Vers 12 h 02, le personnel des opérations de la police régionale de York (York Regional Police, YRP) a demandé à l’unité de soutien aérien (Air Support Unit, ASU) de la YRP de fournir des services d’imagerie à l’aide d’un aéronef télépiloté (ATP), à l’appui d’une opération policière ayant lieu à 1,2 mille marin (NM) au nord-ouest de CYKZ, sous la trajectoire d’approche de la piste 15.
À 12 h 20, le pilote de l’ATP à l’étude est arrivé dans son véhicule à un stationnement situé à environ 0,39 NM au nord-est du lieu de l’événement. Ce véhicule contenait tout l’équipement nécessaire à son rôle, y compris un téléviseur à écran plat sur lequel il pouvait projeter la transmission vidéo de l’ATP.
L’ATP était un DJI Matrice M210 (immatriculation C-2105569275). Un certain nombre de membres de la YRP se préparaient pour l’opération policière et attendaient que l’ATP soit en mesure de fournir des images de reconnaissance avant de pouvoir planifier et exécuter l’opération.
Le pilote de l’ATP a commencé son 1er vol à 12 h 32. L’objectif était d’effectuer une reconnaissance de la zone opérationnelle et de tenter de localiser un individu potentiellement armé.

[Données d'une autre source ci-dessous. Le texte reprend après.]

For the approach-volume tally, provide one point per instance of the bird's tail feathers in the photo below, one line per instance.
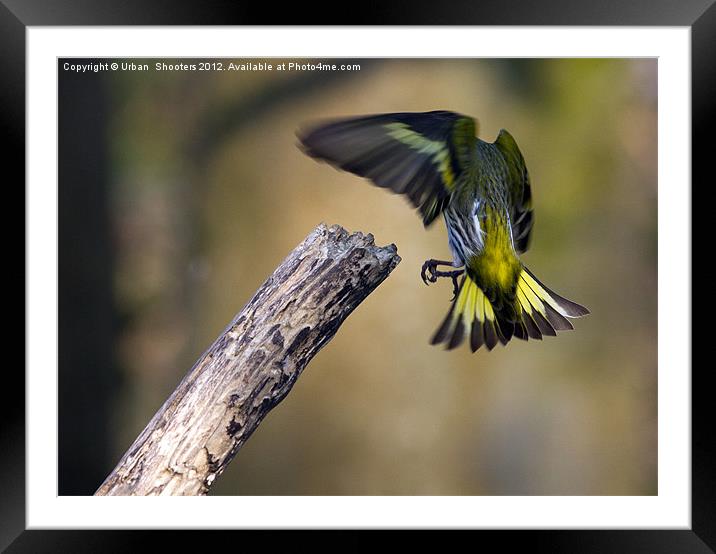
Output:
(471, 312)
(542, 311)
(537, 311)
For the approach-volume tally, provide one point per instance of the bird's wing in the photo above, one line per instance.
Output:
(420, 155)
(520, 190)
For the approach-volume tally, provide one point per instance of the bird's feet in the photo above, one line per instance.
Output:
(430, 274)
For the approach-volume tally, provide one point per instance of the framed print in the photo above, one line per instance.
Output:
(170, 169)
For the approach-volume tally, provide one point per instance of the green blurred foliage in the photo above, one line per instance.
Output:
(210, 194)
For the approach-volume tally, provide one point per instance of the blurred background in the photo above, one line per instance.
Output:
(180, 192)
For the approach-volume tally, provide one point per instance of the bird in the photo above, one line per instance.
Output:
(482, 190)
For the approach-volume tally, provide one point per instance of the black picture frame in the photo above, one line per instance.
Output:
(699, 15)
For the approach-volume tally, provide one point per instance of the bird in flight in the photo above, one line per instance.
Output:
(483, 192)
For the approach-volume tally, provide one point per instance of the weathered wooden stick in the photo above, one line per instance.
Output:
(253, 364)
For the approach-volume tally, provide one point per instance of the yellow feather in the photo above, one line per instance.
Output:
(532, 297)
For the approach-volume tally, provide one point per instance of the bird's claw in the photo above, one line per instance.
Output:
(430, 274)
(428, 267)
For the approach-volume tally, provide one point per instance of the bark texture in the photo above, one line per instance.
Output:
(252, 365)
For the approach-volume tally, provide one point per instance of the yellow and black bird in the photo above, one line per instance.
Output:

Peu après le décollage de l’ATP, le pilote de l’ATP a demandé au groupe d’agents de police qui se tenaient à proximité que quelqu’un surveille l’ATP pendant le vol, et 1 des agents à proximité lui a répondu.
Le vol s’est déroulé sur une période d’environ 16 minutes afin de tenter de localiser l’individu, et le pilote a fait voler l’ATP à divers endroits, sous la direction de l’agent commandant l’opération policière, qui se tenait à proximité. Le pilote de l’ATP a posé l’appareil vers 12 h 48 afin de changer les batteries avant d’entreprendre un 2e vol.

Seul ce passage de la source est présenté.